Update (June 22nd @ 12:36 AM): Errrr. Right. Accidentally referred to the CPU in terms of TFLOPs. That's incorrect — it's not a floating-point decimal processor. Should be trillions of operations per second (teraops). Whoops! Also, it has a die area of 64sq.mm, compared to 520sq.mm of something like GF110.
So this is an interesting news post. Graduate students at UCDavis have designed and produced a thousand-core CPU at IBM's facilities. The processor is manufactured on their 32nm process, which is quite old — about half-way between NVIDIA's Fermi and Kepler if viewed from a GPU perspective. Its die area is not listed, though, but we've reached out to their press contact for more information. The chip can be clocked up to 1.78 GHz, yielding 1.78 teraops of theoretical performance.
These numbers tell us quite a bit.
The first thing that stands out to me is that the processor is clocked at 1.78 GHz, has 1000 cores, and is rated at 1.78 teraops. This is interesting because modern GPUs (note that this is not a GPU — more on that later) are rated at twice the clock rate times the number of cores. The factor of two comes in with fused multiply-add (FMA), a*b + c, which can be easily implemented as a single instruction and are widely used in real-world calculations. Two mathematical operations in a single instruction yields a theoretical max of 2 times clock times core count. Since this processor does not count the factor of two, it seems like its instruction set is massively reduced compared to commercial processors.
If they even cut out FMA, what else did they remove from the instruction set? This would at least partially explain why the CPU has such a high theoretical throughput per transistor compared to, say, NVIDIA's GF110, which has a slightly lower TFLOP rating with about five times the transistor count — and that's ignoring all of the complexity-saving tricks that GPUs play, that this chip does not. Update (June 22nd @ 12:36 AM): Again, none of this makes sense, because it's not a floating-point processor.

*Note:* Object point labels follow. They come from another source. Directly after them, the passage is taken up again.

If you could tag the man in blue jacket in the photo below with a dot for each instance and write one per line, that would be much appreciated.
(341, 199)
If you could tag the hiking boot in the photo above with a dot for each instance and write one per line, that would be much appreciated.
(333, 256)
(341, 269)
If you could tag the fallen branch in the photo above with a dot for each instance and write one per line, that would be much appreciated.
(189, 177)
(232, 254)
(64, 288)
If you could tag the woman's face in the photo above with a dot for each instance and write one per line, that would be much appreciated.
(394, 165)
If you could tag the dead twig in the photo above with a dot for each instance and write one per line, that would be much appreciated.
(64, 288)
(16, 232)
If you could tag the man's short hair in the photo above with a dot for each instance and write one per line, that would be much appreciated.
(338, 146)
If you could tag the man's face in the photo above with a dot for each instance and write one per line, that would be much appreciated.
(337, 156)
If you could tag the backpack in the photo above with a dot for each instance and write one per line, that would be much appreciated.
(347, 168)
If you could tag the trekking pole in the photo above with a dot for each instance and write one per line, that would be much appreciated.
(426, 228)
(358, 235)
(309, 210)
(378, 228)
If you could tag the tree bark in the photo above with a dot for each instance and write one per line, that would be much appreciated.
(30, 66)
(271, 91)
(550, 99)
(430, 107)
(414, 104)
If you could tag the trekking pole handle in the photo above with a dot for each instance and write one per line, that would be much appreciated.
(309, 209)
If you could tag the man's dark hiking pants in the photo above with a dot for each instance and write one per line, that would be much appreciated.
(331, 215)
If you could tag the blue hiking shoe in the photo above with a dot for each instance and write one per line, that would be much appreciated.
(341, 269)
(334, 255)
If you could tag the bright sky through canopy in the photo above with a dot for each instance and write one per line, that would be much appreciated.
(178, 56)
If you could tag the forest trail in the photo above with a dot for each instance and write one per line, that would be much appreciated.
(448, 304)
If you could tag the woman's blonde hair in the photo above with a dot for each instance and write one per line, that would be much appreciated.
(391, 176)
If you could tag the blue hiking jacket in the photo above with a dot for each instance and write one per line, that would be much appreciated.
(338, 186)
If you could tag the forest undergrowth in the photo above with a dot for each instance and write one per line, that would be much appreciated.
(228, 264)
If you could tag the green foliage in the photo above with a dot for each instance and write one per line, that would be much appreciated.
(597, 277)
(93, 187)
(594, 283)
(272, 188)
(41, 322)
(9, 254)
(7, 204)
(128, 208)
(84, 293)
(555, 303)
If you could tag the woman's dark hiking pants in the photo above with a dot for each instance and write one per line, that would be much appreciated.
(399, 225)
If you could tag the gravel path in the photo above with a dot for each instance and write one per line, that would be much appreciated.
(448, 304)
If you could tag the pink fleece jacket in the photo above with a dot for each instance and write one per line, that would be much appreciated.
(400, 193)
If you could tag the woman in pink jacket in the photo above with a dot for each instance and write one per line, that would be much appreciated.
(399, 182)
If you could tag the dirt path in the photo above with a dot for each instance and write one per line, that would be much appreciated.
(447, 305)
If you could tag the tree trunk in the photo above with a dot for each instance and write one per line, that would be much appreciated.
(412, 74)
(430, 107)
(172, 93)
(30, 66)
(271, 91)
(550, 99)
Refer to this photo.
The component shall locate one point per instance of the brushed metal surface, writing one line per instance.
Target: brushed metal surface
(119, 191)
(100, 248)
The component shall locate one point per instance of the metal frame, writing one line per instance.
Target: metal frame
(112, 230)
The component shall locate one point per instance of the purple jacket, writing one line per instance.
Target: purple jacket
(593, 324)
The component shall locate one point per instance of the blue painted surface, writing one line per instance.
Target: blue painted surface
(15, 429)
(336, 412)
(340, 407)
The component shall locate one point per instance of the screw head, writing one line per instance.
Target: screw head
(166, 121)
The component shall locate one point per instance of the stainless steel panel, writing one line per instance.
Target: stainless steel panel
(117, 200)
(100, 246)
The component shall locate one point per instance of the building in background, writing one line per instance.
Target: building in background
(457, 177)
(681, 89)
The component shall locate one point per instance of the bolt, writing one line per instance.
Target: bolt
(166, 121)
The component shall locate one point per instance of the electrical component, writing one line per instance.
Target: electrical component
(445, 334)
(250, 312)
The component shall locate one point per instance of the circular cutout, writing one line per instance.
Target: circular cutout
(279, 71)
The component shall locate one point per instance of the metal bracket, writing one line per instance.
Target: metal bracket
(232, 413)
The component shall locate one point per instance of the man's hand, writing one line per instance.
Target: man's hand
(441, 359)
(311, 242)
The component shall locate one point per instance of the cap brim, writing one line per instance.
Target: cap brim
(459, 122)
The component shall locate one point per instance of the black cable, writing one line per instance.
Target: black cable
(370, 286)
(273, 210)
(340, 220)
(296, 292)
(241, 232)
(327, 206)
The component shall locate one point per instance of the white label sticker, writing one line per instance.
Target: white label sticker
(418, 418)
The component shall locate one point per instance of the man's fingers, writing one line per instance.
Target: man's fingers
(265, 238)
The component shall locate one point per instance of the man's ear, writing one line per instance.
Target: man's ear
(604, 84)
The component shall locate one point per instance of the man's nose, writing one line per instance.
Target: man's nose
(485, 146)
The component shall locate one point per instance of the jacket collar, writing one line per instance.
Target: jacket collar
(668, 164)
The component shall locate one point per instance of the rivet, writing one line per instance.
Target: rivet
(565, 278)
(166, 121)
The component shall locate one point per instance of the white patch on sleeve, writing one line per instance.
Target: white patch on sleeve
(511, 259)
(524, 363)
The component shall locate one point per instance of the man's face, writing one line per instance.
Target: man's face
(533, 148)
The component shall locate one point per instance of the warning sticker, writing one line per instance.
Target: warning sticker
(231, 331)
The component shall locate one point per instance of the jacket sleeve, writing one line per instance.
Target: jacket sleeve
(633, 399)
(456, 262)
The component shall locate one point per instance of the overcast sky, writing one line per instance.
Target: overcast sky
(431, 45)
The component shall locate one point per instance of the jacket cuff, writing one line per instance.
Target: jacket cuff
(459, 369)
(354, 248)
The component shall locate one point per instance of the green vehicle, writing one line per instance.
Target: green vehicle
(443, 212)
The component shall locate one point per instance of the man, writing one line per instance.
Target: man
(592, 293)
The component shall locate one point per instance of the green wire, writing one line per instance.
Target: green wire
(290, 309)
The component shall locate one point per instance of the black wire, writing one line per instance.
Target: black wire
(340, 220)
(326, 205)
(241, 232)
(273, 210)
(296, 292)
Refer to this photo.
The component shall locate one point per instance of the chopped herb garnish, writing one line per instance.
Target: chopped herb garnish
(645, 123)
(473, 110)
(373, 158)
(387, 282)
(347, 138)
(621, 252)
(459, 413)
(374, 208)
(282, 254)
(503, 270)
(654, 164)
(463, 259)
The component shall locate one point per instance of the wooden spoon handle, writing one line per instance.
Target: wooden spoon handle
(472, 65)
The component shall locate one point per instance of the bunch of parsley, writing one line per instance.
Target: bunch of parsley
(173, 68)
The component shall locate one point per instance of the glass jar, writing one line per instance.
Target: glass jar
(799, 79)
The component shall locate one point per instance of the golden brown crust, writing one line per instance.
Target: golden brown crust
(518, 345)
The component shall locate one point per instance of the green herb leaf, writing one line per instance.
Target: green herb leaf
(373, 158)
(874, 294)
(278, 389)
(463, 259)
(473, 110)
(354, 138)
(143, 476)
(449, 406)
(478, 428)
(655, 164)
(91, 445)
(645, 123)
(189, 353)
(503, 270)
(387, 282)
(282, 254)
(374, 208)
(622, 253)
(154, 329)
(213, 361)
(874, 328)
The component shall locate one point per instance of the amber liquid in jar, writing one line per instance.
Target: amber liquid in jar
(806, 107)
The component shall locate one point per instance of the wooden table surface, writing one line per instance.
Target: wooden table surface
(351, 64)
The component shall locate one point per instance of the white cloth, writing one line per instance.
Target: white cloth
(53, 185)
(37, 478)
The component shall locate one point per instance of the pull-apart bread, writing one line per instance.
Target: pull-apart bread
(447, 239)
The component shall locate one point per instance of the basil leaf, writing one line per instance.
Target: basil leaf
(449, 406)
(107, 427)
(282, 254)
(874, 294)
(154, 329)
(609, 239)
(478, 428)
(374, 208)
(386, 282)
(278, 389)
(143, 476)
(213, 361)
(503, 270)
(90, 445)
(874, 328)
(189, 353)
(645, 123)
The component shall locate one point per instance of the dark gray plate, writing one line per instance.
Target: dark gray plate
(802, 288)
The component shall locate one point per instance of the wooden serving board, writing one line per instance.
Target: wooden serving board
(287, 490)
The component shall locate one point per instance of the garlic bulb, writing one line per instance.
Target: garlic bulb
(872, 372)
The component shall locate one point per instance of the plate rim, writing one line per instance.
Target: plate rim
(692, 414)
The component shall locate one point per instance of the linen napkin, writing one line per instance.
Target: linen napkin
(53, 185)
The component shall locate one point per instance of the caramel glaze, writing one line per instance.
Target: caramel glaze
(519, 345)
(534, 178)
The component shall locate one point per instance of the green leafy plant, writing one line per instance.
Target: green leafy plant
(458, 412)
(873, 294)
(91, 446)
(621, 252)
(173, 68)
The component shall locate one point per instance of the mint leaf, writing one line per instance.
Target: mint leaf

"Big Fermi" uses 3 billion transistors to achieve 1.5 TFLOPs when operating on 32 pieces of data simultaneously (see below). This processor does 1.78 teraops with 0.621 billion transistors.
On the other hand, this chip is different from GPUs in that it doesn't use their complexity-saving tricks. GPUs save die space by tying multiple threads together and forcing them to behave in lockstep. On NVIDIA hardware, 32 instructions are bound into a “warp”. On AMD, 64 make up a “wavefront”. On Intel's Xeon Phi, AVX-512 packs 16, 32-bit instructions together into a vector and operates them at once. GPUs use this architecture because, if you have a really big workload, you, chances are, have very related tasks; neighbouring pixels on a screen will be operating on the same material with slightly offset geometry, multiple vertexes of the same object will be deformed by the same process, and so forth.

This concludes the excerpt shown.